Gerçi bu mesajı bize mi verdi; yoksa bir türlü engellenemeyen yükseliş nedeniyle görevinde kalmak için başka bir yere mi mesaj yolladı onu pek anlayamadık. Fakat temmuz ayından sonra enflasyonun düşeceği öngörüsünü neye istinaden yaptı, bu belli değil.
Elbette bir takım gerekçeler sıraladı; ama gerçek şu ki, enflasyon genellikle yaz aylarında geriler; sonbaharla birlikte yukarı yönlü seyir izler. Şüphesiz son yıllarda bu konudaki performans (!) dikkate değer.

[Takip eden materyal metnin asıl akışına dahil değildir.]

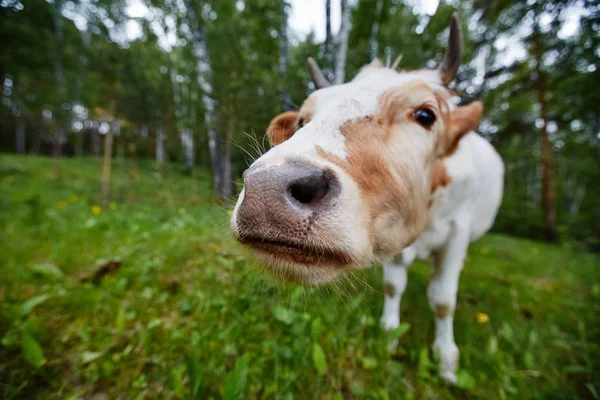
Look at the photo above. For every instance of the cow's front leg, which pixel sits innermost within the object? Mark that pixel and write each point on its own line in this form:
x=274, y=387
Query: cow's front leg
x=395, y=273
x=442, y=291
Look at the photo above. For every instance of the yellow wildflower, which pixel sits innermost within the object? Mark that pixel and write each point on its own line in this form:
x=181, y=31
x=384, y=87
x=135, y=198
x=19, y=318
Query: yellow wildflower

Ne hikmetse maaş zamları yaklaştıkça o oran geriye çekiliyor ve bir şekilde insanların alacağı maaş artışlarıyla, sokakta yaşanan enflasyon arasındaki uçurum artıyor. Ardından da insanlar gerek ihtiyaç kredileriyle, gerekse de kredi kartları vasıtasıyla borç batağına sürükleniyor.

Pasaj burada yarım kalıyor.